Businesses, markets, shops, petrol pumps, and educational institutions remained shut and traffic was thin on the roads as a complete shutdown was observed in the twin cities of Karachi and Hyderabad.
There were no reports of violence, however, and the city remained largely calm even as emotional scenes were witnessed at the burial of the slain leader.
Manzar Imam, a member of the Sindh Assembly, was killed yesterday after gunmen attacked him in a restive area of the city. His bodyguard and two other policemen assigned to protect him also died in the attack.
Imam was buried after the Friday prayers as top leaders of the MQM and other parties including the PPP, PML-N and Awami National Party attended the funeral.
Hundreds of people turned out for the funeral prayers at Jinnah ground close to the MQM headquarters today amidst tight security to prevent any violence or unrest.
With the killing flaying sentiments, Karachites had braced themselves for a day of unrest and violence. However, they heaved a sigh of relief today after the funeral ended peacefully.
Soon after the attack yesterday, firing and violence was reported from some parts of the city where protesters also set buses and cars on fire and four people were reportedly killed.
The outlawed Tehreek-e-Taliban accepted responsibility for the attack with their spokesman, Ehsanullah Ehsan warning of more attacks on MQM leaders.
"This is the first of our gifts to the people of Karachi to free them from the clutches of the MQM. We are against this party as it believes in secularism," Ehsan told television channels in a message.
The city bore a deserted look as people preferred to stay indoors.
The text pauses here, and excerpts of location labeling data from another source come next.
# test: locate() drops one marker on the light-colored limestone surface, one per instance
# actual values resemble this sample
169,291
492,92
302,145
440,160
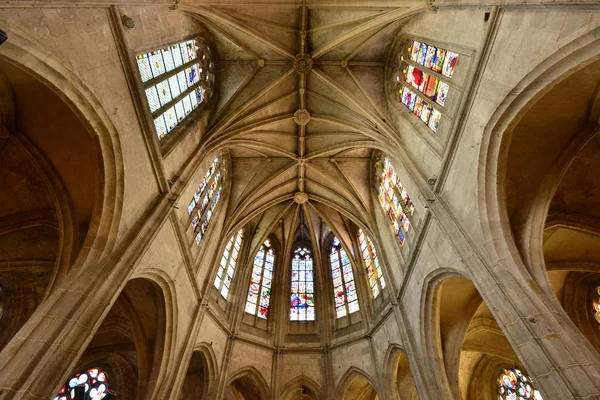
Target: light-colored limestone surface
501,262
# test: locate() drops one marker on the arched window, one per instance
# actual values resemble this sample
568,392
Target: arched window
374,273
93,381
422,80
513,384
228,262
394,199
177,79
205,200
302,304
259,293
344,290
596,304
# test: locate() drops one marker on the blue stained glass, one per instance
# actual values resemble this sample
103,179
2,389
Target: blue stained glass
301,299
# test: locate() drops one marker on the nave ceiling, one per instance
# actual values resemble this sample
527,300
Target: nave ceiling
302,104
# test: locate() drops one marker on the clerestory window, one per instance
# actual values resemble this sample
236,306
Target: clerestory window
302,302
259,293
177,79
394,199
202,207
93,382
227,265
422,80
513,384
344,289
369,255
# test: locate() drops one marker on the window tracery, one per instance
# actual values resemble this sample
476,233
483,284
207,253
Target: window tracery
513,384
344,290
302,304
204,202
421,80
374,272
596,305
177,79
94,380
394,199
227,265
259,293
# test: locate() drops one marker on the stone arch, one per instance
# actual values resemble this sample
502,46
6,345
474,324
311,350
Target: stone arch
201,376
398,382
247,384
430,329
25,54
494,156
301,388
85,242
356,384
464,335
160,369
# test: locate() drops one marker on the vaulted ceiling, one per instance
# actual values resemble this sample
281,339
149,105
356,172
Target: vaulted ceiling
302,105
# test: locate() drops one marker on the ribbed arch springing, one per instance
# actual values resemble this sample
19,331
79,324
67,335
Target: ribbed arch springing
228,264
259,293
344,289
369,255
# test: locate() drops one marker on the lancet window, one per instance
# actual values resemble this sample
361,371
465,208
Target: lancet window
344,290
512,384
374,272
202,207
596,305
177,79
422,80
259,294
394,199
302,304
93,381
228,263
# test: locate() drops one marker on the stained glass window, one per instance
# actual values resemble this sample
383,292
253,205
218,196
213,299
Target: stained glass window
302,304
394,199
436,59
417,88
259,293
596,305
374,272
177,79
227,265
205,200
512,384
344,290
94,381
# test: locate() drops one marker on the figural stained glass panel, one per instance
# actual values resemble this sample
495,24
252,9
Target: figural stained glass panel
394,199
202,206
419,89
94,380
512,384
176,80
302,303
344,289
259,293
228,263
369,255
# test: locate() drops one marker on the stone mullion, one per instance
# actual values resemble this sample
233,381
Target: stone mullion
365,292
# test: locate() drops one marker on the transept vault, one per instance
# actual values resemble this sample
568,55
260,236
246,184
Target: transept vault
300,199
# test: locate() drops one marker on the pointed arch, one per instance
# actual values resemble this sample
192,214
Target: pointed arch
352,375
255,378
293,385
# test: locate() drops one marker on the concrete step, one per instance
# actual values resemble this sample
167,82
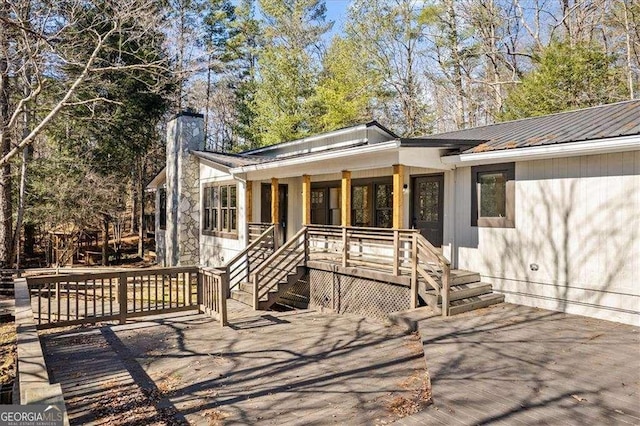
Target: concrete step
458,292
476,302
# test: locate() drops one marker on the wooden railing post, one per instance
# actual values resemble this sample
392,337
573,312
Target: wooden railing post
446,276
200,289
256,298
122,297
345,247
222,298
414,271
396,252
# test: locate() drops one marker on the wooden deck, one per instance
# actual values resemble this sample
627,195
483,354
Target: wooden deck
512,365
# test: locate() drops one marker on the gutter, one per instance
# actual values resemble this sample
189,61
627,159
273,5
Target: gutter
569,149
359,150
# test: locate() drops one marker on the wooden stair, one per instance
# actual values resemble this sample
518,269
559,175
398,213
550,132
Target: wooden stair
244,292
6,283
467,293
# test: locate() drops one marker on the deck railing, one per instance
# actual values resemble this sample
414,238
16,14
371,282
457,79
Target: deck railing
281,263
394,251
213,291
63,300
256,229
240,267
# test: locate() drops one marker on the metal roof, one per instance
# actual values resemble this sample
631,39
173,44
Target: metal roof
605,121
231,160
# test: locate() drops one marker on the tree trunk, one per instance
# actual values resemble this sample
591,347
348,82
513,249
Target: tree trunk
105,241
6,205
21,199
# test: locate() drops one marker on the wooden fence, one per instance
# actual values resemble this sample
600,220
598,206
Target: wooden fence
63,300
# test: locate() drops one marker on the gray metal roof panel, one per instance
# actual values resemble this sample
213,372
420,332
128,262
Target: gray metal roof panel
231,160
605,121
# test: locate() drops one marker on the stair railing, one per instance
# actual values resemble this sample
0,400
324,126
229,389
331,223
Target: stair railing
429,264
281,263
239,268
Public transport was largely absent and attendance in offices remained very thin.
"Given the history of violence our city has seen, people now prefer to take precautionary measures and stay indoors on such days," social worker, Sairam Burney said.
Karachi has witnessed some of the worst ethnic, sectarian and political violence in the last two years and unofficial reports say around 2,000 people were killed last year in target killings and related violence.
The MQM called for a three-day mourning period and their call has been supported by Awami national Party, which represents the big Pushtun speaking population in the city.
Imam is the second MQM lawmaker assassinated in the city in two years after Raza Haider was gunned down in August, 2010.